Cronkite by Douglas Brinkley (Harper; Harperluxe; HarperAudio; Thorndike Large Print) is a biography of the newsman who was an cultural icon for decades before his retirement in 1981, drawing on Cronkite’s just-opened private papers and interviews with more than 200 family and friends, including Morley Safer and Katie Couric. Reviewing it for Newsweek, media columnist Howard Kurtz calls it “sweeping and masterful,” and says it reveals that “the man who once dominated television journalism was more complicated—and occasionally more unethical—than the legend that surrounds him. Had Cronkite engaged in some of the same questionable conduct today—he secretly bugged a committee room at the 1952 GOP convention—he would have been bashed by the blogs, pilloried by the pundits, and quite possibly ousted by his employer.” LJ notes, “this one’s big; with a one-day laydown on 5/29, a 250,000-copy first printing, and a seven-city tour.” Brinkley will appear on CBS’s Face the Nation this Sunday.
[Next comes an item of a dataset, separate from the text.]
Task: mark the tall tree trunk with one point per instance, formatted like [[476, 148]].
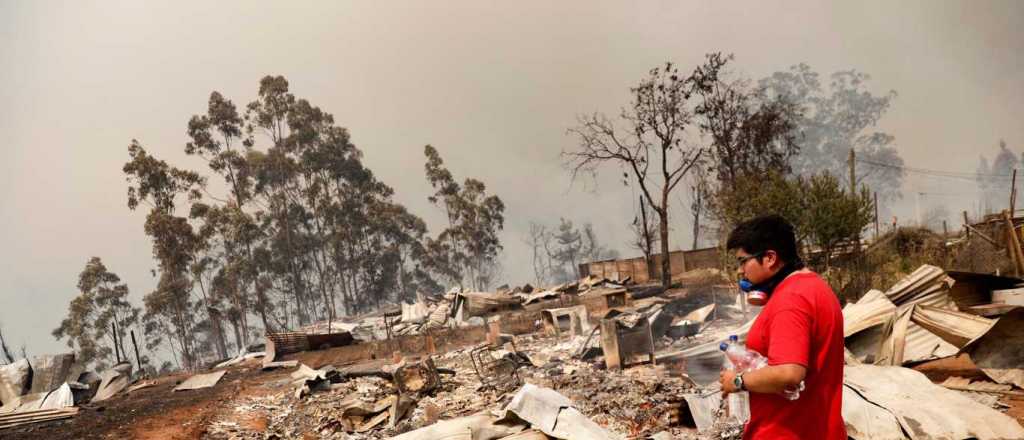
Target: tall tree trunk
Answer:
[[696, 219], [664, 233], [648, 250]]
Me the People: One Man’s Selfless Quest to Rewrite the Constitution of the United States of America by Kevin Bleyer (Random House) is an irreverent look at the Constitution by an Emmy-winning Daily Show writer. Kirkus says, “Among the radical suggestions in Bleyer’s revision is to make every citizen a member of Congress, since, as it stands, “Con-gress is the opposite of pro-gress.” Funny stuff with both a point and a perspective.” Jon Stewart has already promoted it on The Daily Show and will undoubtedly do more.